We feel, nonetheless, that the event is more complicated than that. If the United States has no moral obligation to kidnappers, it certainly has a moral obligation to their victims, including, in this context, to the victims of acts of terrorism to come. The hostages back from Tehran would not be hurt by renunciation of the agreement that brought them home, though American financial claimants might be. But future hostages could well be hurt by renunciation, which could chill the willingness of would-be compromisers and middlemen to bet on the American word in the next crisis. For that matter, a great many people in a great many other situations depend on the American word. It is not a mere Boy Scout thing. A great power cannot trifle with it unless the burden lifted, or the benefit expected, is very great.

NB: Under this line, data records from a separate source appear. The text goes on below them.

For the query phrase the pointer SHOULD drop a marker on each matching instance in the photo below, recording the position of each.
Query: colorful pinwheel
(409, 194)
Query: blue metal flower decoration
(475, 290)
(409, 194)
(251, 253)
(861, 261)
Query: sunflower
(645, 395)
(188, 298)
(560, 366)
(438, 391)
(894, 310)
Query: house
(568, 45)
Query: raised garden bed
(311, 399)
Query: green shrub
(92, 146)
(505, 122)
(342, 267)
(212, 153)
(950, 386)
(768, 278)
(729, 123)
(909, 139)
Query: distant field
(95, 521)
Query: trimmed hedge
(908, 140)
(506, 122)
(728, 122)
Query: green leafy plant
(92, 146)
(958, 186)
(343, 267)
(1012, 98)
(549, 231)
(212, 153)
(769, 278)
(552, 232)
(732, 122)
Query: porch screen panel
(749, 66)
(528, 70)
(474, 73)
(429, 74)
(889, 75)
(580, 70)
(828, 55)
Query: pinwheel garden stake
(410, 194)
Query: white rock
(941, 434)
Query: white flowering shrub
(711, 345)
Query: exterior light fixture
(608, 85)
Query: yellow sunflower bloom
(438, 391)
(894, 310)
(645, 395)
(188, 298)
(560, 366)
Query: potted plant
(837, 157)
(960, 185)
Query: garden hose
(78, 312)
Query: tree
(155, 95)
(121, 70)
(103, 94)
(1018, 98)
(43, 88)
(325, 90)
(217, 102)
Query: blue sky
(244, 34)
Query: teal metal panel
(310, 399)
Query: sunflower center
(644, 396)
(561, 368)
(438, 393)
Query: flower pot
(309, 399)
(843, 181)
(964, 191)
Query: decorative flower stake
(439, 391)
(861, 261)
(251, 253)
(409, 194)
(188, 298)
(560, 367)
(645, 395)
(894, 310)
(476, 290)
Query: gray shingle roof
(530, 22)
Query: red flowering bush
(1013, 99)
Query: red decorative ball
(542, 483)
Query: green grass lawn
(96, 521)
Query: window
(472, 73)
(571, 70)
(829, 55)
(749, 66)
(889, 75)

In this instance, the administration has been taking into account an essential political dimension in its cautious initial moves to honor "the obligations of the United States." To renounce the deal would be to treat Algeria shabbily for its considerable pains and to pitch into further disarray a region in which virtually every country except perhaps Iran hopes the United States will move back into a steadying role. Are these really acceptable costs?

Meanwhile, the specific terms of the deal are surely worth looking at. The country has the hostages. And of $12 billion in Iranian assets seized, the United States currently still holds $9 billion: $5 billion disbursed or held in escrow to pay off American banks and $4 billion-plus that won't be unblocked until satisfactory procedures are established to settle the claims of American companies.

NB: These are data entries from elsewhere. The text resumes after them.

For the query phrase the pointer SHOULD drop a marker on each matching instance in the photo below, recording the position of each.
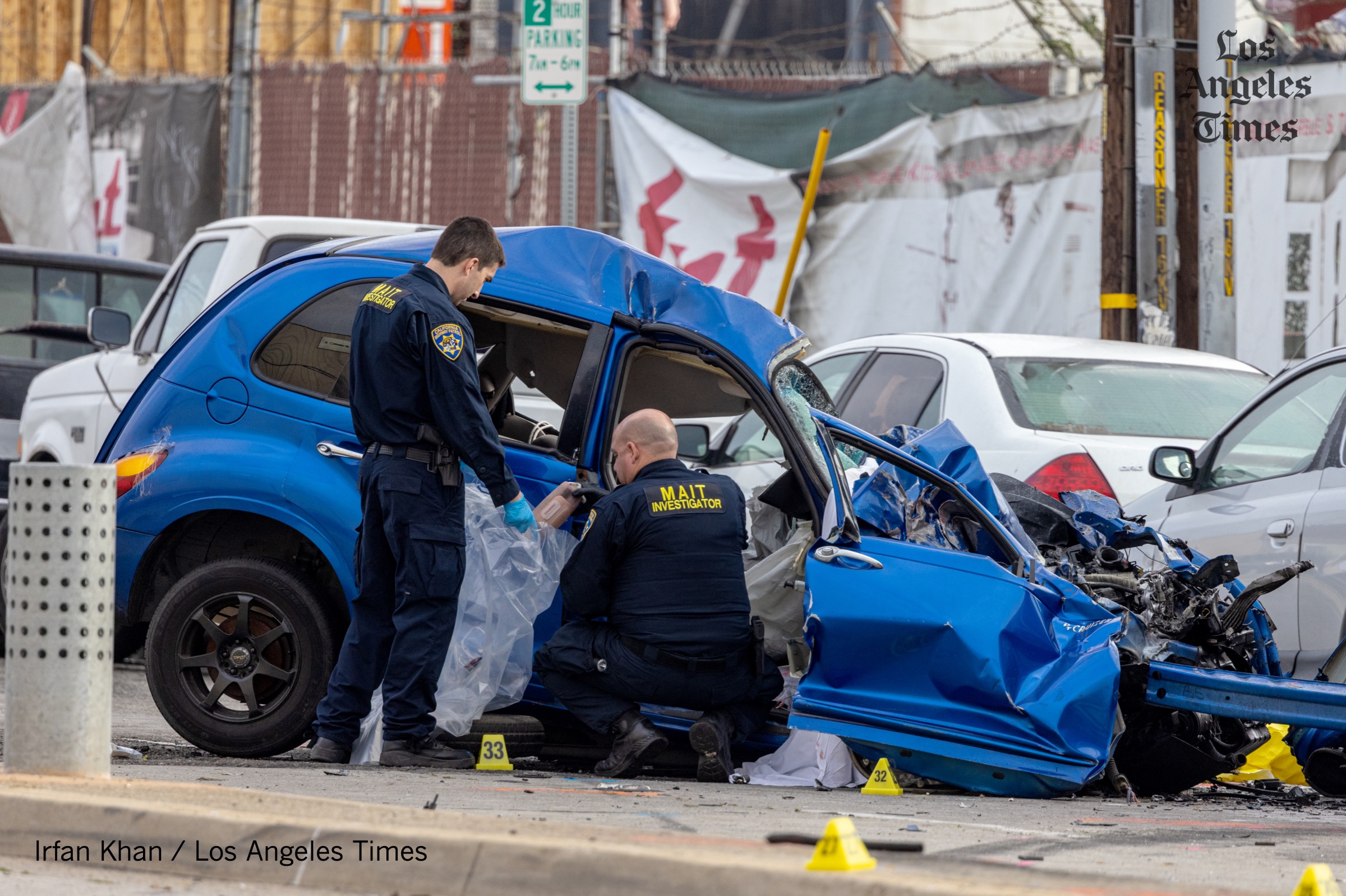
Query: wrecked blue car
(1156, 676)
(974, 632)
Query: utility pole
(616, 61)
(1156, 214)
(1188, 284)
(1118, 281)
(660, 42)
(730, 30)
(1219, 319)
(239, 159)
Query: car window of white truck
(190, 292)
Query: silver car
(1270, 487)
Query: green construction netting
(781, 131)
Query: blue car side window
(310, 350)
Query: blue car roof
(590, 275)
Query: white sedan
(1057, 412)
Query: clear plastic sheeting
(508, 580)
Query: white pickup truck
(71, 408)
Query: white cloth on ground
(805, 758)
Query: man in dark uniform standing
(418, 409)
(661, 558)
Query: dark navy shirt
(412, 362)
(661, 557)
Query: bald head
(641, 439)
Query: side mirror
(109, 327)
(694, 442)
(1174, 464)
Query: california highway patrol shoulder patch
(449, 339)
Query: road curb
(173, 828)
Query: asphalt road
(1253, 846)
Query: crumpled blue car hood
(999, 686)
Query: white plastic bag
(508, 580)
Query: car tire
(244, 696)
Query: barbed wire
(981, 46)
(953, 12)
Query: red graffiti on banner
(754, 248)
(15, 107)
(104, 207)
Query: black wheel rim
(237, 657)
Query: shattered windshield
(1122, 398)
(800, 391)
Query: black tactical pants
(569, 668)
(408, 571)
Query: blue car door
(952, 664)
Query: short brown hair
(468, 238)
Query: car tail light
(1071, 473)
(135, 467)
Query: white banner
(46, 175)
(983, 221)
(723, 220)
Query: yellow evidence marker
(1318, 880)
(493, 756)
(882, 780)
(840, 849)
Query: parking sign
(555, 53)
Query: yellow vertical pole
(811, 193)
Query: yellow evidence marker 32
(840, 849)
(1318, 880)
(493, 756)
(882, 780)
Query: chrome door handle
(333, 450)
(828, 553)
(1282, 529)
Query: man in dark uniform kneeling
(661, 558)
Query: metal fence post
(58, 649)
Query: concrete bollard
(59, 615)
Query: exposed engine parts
(1179, 608)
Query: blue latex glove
(519, 514)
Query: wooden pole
(811, 193)
(1118, 281)
(1188, 287)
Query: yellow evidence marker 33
(840, 849)
(493, 756)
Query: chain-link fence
(425, 147)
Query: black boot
(711, 736)
(634, 740)
(329, 751)
(1326, 772)
(426, 752)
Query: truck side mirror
(694, 442)
(109, 327)
(1174, 464)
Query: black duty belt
(436, 458)
(677, 661)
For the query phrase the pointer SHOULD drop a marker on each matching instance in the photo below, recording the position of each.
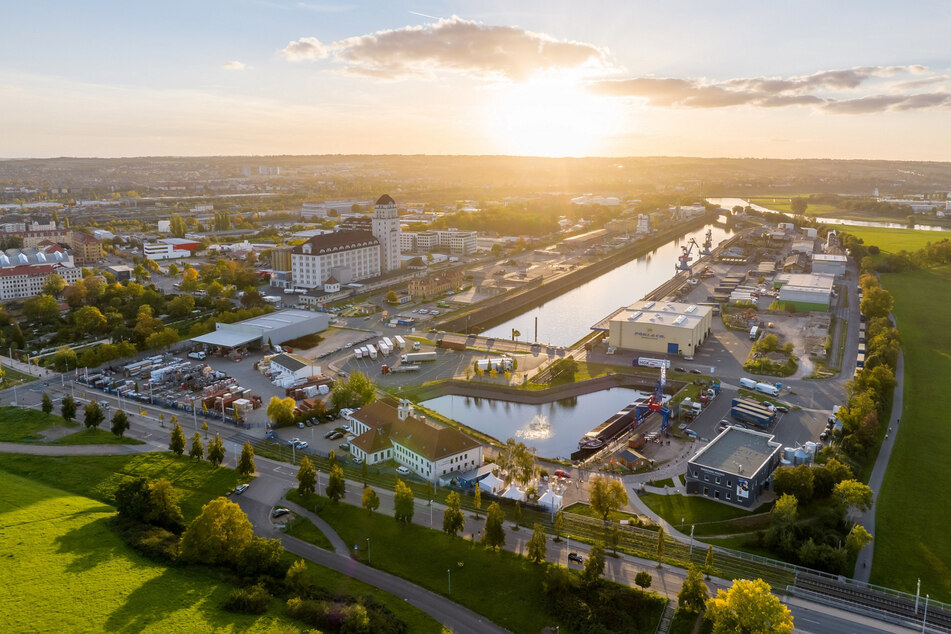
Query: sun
(551, 116)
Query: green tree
(643, 579)
(216, 451)
(177, 440)
(281, 411)
(694, 593)
(370, 500)
(246, 461)
(218, 535)
(67, 409)
(53, 285)
(594, 566)
(493, 535)
(403, 502)
(336, 487)
(47, 405)
(606, 495)
(198, 448)
(538, 544)
(748, 607)
(452, 518)
(93, 415)
(306, 477)
(120, 423)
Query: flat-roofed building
(662, 327)
(735, 467)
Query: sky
(770, 79)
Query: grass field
(97, 477)
(895, 240)
(911, 539)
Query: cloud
(453, 45)
(820, 90)
(304, 49)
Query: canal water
(567, 318)
(730, 203)
(554, 428)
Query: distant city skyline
(557, 78)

It is often forgotten that, before the hostage crisis, American firms were having big trouble getting their money from the Iranian revolutionary regime. It was, for instance, threatening to default on "shah loans." The new agreement pays out the American banks at 100 cents on the dollar; that's already done. The companies are assured an international claims procedure underwritten by a "miraculous pitcher" fund in which the Iranians must keep at least $.5 billion at all times.

The drafters of the financial terms point out that Iran's is not the first revolution in which American businessmen have encountered turbulence. To cite one typical case, only when relations were normalized in 1978 was a claims agreement made with China; claimants got 42 cents on the dollar. In Cuba, meanwhile, Americans have claimed $1.5 billion for two decades and got nothing.We reserve a final judgment. One thing we are waiting to see, however, is whether the companies' mood to litigate will be affected by their own closer study of the terms. It would also be interesting to get their judgment on the official assertion that they are better off now than they were before the hostages were seized.